Visit the Excite home page. Spend no more than a few minutes getting a sense of what information is available from this page.
Some websites are set up as web portals: they aim to provide you with a one-stop-shop for everything on the Web. They provide their own editorial material, news headlines, weather and other up-to-date information, as well as links to commercial partners and paid advertisements. They also provide a search facility – did you spot the one on Excite?
Internet service providers (ISPs) usually provide their own portal and may configure your browser to use it as your home page. (Note that ‘home page’ here means the default page your browser displays when first started.)
2.3.2 Search sites
Other sites such as Google and Yahoo! concentrate on providing search facilities.
Yahoo! started out as a list of useful websites put together by two Stanford University students, but has grown somewhat since then. It still offers a web directory: a huge list of useful web pages collected by Yahoo! staff that you can browse. The directory is organised in the same way as a classified phone directory, but the difference is that categories can be browsed in successively greater detail.
Visit Yahoo! Find the Web Site Directory (see image above) and follow links to a topic that interests you.
For example, I followed these links: Science > Animals > Mammals > Primates > Apes > Gorillas to reach this page:
Web directories can be a useful starting point if you are looking for information in a general area. If you are looking for more specific information or want to look more widely, a full-text search engine provides an alternative.
A full-text search is when you search the full text of the original source, rather than the keywords associated with it.
Search engines attempt to search all the text on all the pages of the Web. They use software spiders to seek out and index web pages, storing the results in huge databases. We will see how this is done later in this unit.
Programs that crawl over the web, fetching web pages by following links. Spiders are used by search engines to find pages for indexing.
Visit Google. Search for a topic that interests you.
For example, I searched for ‘gorilla’, with the following results:
Search sites often provide both directories and full-text search, and will combine results to offer you the best of both worlds.
2.3.3 Search results
Let us look at the results returned by a search engine. I've chosen to use Google, but you may use another search engine; the layout is likely to be different in detail but most of the same elements will be present.

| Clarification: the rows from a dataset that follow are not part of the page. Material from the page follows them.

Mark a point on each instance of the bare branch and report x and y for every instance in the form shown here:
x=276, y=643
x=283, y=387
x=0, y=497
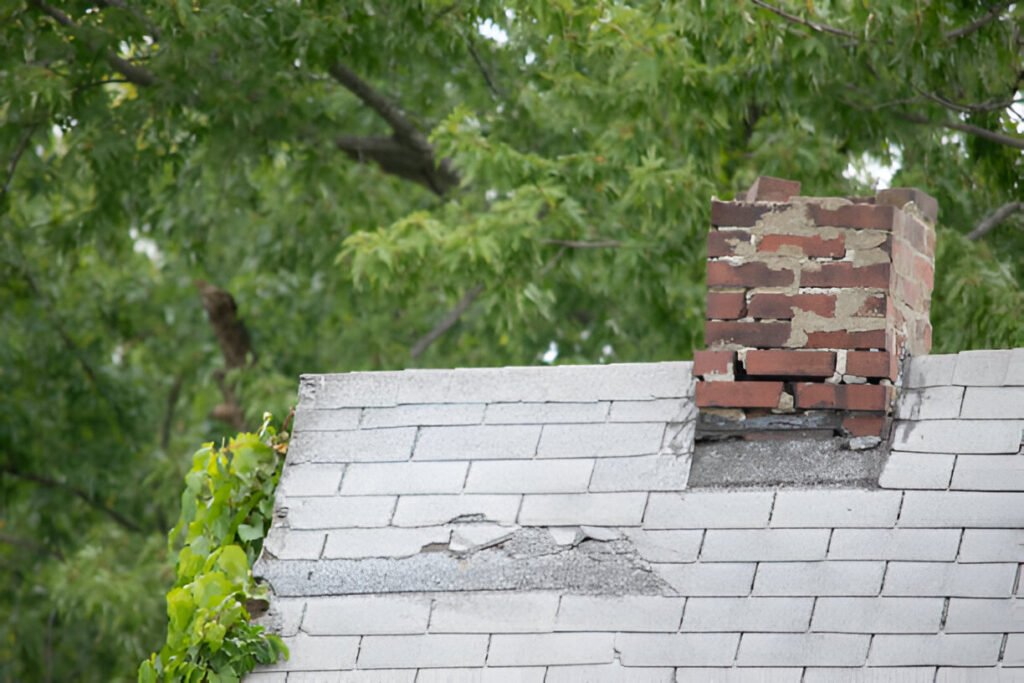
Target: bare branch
x=581, y=244
x=994, y=218
x=446, y=323
x=978, y=131
x=439, y=177
x=974, y=26
x=814, y=26
x=82, y=495
x=133, y=73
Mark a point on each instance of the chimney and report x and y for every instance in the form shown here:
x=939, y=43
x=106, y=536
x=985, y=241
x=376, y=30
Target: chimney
x=812, y=304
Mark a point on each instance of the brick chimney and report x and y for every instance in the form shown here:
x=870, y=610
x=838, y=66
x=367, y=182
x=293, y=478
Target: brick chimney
x=812, y=303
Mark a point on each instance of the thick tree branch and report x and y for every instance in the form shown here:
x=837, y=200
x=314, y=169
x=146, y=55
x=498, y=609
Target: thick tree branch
x=133, y=73
x=446, y=323
x=994, y=218
x=82, y=495
x=418, y=163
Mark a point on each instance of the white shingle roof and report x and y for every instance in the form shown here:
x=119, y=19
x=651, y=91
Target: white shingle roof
x=535, y=524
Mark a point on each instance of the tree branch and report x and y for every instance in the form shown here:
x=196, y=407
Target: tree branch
x=446, y=323
x=76, y=492
x=974, y=26
x=133, y=73
x=814, y=26
x=993, y=219
x=439, y=177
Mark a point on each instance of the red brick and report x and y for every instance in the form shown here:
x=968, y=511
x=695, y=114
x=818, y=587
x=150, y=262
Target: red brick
x=873, y=305
x=846, y=274
x=897, y=197
x=924, y=271
x=867, y=364
x=747, y=274
x=780, y=306
x=866, y=425
x=871, y=339
x=735, y=214
x=768, y=188
x=757, y=335
x=865, y=216
x=723, y=243
x=738, y=394
x=809, y=245
x=842, y=396
x=726, y=305
x=714, y=363
x=791, y=364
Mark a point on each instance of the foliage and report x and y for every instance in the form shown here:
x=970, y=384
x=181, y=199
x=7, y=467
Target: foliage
x=226, y=510
x=144, y=146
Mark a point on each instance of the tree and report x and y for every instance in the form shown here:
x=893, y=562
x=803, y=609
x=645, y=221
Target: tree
x=373, y=185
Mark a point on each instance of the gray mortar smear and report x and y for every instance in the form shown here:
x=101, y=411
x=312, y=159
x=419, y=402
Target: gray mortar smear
x=528, y=560
x=784, y=463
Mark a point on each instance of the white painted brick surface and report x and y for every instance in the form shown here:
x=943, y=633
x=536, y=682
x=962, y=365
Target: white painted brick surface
x=667, y=472
x=878, y=614
x=709, y=580
x=965, y=650
x=377, y=478
x=423, y=415
x=540, y=414
x=363, y=445
x=552, y=648
x=665, y=410
x=805, y=649
x=307, y=420
x=916, y=470
x=432, y=510
x=988, y=473
x=493, y=441
x=743, y=614
x=764, y=545
x=286, y=544
x=993, y=403
x=997, y=545
x=390, y=542
x=340, y=512
x=587, y=612
x=494, y=612
x=529, y=476
x=836, y=508
x=593, y=509
x=871, y=675
x=981, y=368
x=600, y=440
x=318, y=653
x=671, y=546
x=309, y=480
x=610, y=673
x=425, y=651
x=911, y=544
x=832, y=578
x=983, y=436
x=749, y=675
x=670, y=649
x=936, y=509
x=1014, y=654
x=709, y=510
x=931, y=403
x=945, y=580
x=500, y=675
x=367, y=614
x=973, y=615
x=930, y=371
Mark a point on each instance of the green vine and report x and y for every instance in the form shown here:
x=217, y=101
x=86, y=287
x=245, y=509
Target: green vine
x=226, y=510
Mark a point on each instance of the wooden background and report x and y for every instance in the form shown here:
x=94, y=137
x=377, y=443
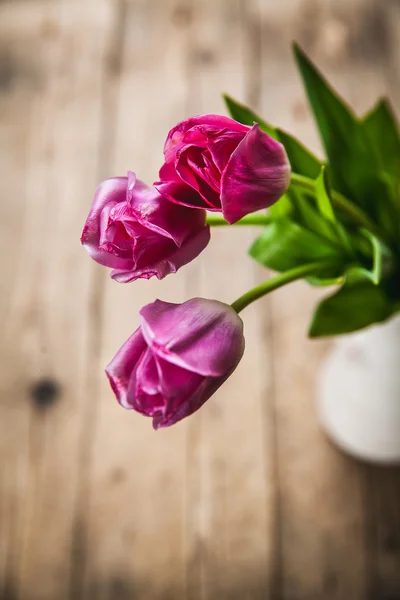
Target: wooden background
x=245, y=500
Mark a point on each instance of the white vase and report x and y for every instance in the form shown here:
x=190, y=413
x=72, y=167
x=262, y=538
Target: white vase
x=359, y=393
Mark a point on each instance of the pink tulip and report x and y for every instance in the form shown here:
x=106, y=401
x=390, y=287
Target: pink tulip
x=177, y=358
x=215, y=163
x=136, y=232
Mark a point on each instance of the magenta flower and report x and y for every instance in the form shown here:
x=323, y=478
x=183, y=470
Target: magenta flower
x=133, y=230
x=177, y=358
x=215, y=163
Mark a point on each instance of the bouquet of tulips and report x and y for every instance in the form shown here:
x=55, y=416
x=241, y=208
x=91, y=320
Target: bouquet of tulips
x=332, y=221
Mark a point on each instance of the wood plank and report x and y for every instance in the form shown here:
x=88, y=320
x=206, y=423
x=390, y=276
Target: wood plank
x=137, y=480
x=58, y=81
x=230, y=518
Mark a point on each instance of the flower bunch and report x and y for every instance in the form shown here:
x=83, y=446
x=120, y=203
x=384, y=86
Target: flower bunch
x=336, y=222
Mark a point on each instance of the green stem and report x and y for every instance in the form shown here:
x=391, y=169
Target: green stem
x=278, y=281
x=345, y=205
x=253, y=219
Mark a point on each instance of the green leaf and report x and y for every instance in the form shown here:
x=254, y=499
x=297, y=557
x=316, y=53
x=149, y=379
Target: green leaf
x=352, y=164
x=374, y=273
x=246, y=116
x=283, y=245
x=354, y=306
x=301, y=160
x=308, y=216
x=283, y=208
x=325, y=205
x=382, y=129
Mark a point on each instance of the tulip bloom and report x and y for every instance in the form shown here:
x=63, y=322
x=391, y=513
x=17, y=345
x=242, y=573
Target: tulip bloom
x=133, y=230
x=213, y=162
x=177, y=358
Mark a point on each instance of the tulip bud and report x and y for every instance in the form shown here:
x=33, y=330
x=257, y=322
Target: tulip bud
x=213, y=162
x=133, y=230
x=178, y=357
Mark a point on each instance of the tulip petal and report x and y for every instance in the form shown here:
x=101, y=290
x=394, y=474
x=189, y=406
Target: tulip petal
x=176, y=137
x=203, y=336
x=167, y=219
x=108, y=193
x=256, y=176
x=205, y=390
x=183, y=194
x=122, y=367
x=174, y=261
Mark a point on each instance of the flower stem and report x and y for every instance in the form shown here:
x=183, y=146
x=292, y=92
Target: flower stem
x=340, y=201
x=278, y=281
x=253, y=219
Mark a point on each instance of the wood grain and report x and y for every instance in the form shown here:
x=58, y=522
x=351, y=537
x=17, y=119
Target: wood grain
x=246, y=499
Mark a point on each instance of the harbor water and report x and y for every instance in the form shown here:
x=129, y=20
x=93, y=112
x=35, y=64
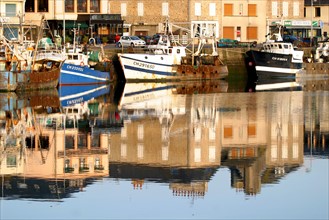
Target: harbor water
x=214, y=149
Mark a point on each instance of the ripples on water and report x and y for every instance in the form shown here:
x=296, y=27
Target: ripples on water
x=203, y=150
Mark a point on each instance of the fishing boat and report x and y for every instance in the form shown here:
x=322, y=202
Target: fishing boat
x=25, y=67
x=169, y=61
x=276, y=58
x=83, y=67
x=72, y=74
x=160, y=62
x=72, y=95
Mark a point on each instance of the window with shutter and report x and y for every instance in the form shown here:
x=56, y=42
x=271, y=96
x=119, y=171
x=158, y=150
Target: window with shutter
x=228, y=9
x=252, y=10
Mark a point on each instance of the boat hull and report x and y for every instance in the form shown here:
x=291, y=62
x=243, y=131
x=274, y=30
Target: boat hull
x=71, y=95
x=270, y=65
x=38, y=80
x=72, y=74
x=147, y=66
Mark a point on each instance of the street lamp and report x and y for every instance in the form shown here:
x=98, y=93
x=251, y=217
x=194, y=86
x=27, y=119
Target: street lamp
x=311, y=36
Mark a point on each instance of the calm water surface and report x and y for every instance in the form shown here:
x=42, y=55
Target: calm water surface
x=205, y=150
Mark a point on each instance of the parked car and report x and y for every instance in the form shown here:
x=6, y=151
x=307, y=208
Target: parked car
x=133, y=41
x=147, y=39
x=225, y=42
x=289, y=38
x=155, y=38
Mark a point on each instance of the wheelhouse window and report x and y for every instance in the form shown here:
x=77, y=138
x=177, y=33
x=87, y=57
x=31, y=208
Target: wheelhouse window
x=10, y=10
x=82, y=5
x=94, y=6
x=42, y=6
x=317, y=12
x=29, y=6
x=69, y=5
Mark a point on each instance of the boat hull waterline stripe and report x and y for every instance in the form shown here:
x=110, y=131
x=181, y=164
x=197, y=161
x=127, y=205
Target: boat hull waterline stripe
x=276, y=69
x=83, y=75
x=161, y=73
x=139, y=60
x=82, y=93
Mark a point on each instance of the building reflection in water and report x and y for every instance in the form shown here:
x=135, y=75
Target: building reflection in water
x=178, y=134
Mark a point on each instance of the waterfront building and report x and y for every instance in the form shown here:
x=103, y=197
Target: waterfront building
x=242, y=20
x=317, y=11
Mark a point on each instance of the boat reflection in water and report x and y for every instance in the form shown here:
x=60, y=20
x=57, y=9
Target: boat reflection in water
x=49, y=151
x=179, y=134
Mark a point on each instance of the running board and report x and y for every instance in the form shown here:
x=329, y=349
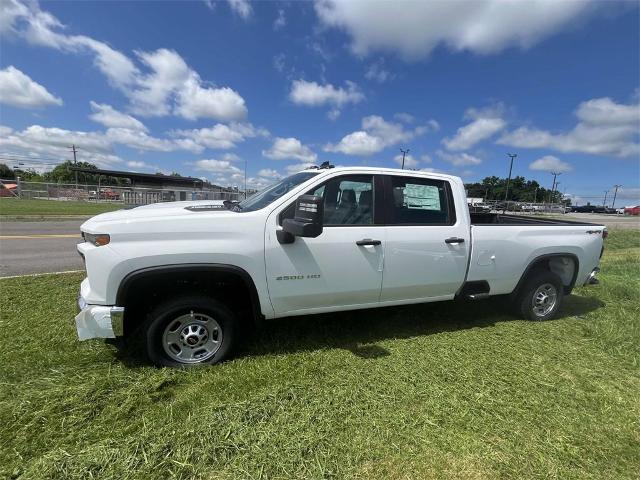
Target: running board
x=478, y=296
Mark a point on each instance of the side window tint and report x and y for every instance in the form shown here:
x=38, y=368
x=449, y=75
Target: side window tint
x=348, y=200
x=420, y=201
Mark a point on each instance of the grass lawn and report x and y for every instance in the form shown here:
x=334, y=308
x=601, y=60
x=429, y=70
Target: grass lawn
x=432, y=391
x=19, y=207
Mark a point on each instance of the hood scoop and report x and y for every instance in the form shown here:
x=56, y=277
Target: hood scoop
x=205, y=208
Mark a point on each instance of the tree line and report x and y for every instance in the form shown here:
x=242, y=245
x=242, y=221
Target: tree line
x=520, y=190
x=490, y=188
x=63, y=173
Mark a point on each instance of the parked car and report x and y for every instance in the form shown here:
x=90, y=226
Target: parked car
x=183, y=277
x=108, y=194
x=635, y=210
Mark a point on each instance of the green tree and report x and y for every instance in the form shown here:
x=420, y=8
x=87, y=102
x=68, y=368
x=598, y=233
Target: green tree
x=5, y=172
x=520, y=190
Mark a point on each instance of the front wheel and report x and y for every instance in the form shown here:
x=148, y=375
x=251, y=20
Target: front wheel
x=540, y=297
x=189, y=331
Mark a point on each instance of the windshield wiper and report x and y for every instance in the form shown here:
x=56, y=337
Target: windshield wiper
x=232, y=205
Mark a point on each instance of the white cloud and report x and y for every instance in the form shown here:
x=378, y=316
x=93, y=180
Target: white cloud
x=459, y=159
x=269, y=173
x=405, y=117
x=415, y=29
x=376, y=134
x=312, y=94
x=278, y=62
x=629, y=193
x=217, y=166
x=485, y=123
x=196, y=101
x=280, y=21
x=166, y=85
x=549, y=163
x=295, y=168
x=112, y=118
x=242, y=8
x=409, y=161
x=378, y=73
x=139, y=140
x=19, y=90
x=290, y=148
x=51, y=145
x=171, y=86
x=604, y=128
x=220, y=136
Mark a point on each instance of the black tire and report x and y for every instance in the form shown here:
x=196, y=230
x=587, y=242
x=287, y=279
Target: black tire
x=200, y=327
x=542, y=284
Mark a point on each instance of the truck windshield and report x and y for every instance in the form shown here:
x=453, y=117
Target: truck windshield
x=272, y=193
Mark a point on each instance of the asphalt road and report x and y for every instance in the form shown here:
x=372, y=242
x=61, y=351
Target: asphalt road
x=39, y=247
x=50, y=246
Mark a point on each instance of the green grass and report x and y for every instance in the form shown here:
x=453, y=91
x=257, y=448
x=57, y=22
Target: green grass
x=20, y=207
x=431, y=391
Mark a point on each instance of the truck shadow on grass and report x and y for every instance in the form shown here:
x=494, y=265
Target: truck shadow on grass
x=358, y=331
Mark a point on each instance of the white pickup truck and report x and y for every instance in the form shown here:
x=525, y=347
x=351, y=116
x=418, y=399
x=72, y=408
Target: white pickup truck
x=183, y=276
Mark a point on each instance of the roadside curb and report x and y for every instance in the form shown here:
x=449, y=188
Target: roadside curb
x=42, y=218
x=40, y=274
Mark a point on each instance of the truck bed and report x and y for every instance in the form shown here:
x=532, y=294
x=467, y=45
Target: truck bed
x=500, y=219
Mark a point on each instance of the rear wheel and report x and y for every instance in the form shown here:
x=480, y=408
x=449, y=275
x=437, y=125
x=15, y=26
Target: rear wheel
x=541, y=296
x=190, y=331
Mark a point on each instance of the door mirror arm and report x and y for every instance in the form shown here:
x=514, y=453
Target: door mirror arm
x=307, y=222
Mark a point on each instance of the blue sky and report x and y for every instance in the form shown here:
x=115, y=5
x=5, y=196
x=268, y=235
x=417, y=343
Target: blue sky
x=200, y=87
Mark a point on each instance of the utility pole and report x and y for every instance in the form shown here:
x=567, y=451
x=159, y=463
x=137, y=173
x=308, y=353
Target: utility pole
x=506, y=193
x=613, y=205
x=404, y=152
x=553, y=188
x=75, y=161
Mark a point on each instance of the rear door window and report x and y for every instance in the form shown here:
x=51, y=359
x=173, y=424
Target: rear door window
x=420, y=201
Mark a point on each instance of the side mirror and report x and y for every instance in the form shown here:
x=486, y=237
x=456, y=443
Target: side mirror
x=307, y=221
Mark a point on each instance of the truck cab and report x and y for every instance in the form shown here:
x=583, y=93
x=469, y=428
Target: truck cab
x=185, y=275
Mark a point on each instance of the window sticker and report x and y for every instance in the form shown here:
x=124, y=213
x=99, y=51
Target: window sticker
x=421, y=197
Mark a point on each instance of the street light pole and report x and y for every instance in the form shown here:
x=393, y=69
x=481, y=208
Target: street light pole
x=615, y=193
x=553, y=188
x=404, y=152
x=506, y=193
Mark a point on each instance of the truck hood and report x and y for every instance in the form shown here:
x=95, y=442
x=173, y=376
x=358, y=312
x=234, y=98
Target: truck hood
x=143, y=215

Visit Google or another search site and search for a topic that interests you.
The page of results may include hits from several different sources. Google, for example, may include some results from current news stories. Search sites will often include prominent results that are paid for by advertisers.
Documents that meet your search criteria.
Look at some results. Can you distinguish those that come from advertisers?
On Google some results are marked as ‘sponsored links’ – businesses and organisations pay Google a fee so that their pages are associated with particular keywords.
Each hit returned provides several pieces of information to help you decide whether to visit the page. This may include the title of the page, a short extract with search terms highlighted, and the domain (which will give you clues to the publisher of the page). For pages that also appear in the search site's directory there may be a short description and a link to the category in which the page appears.
A search engine may return a huge number of hits, but surprisingly often the information you wanted can be found by following one of the first few links. This is because the results are ranked to offer you the ‘best’ first.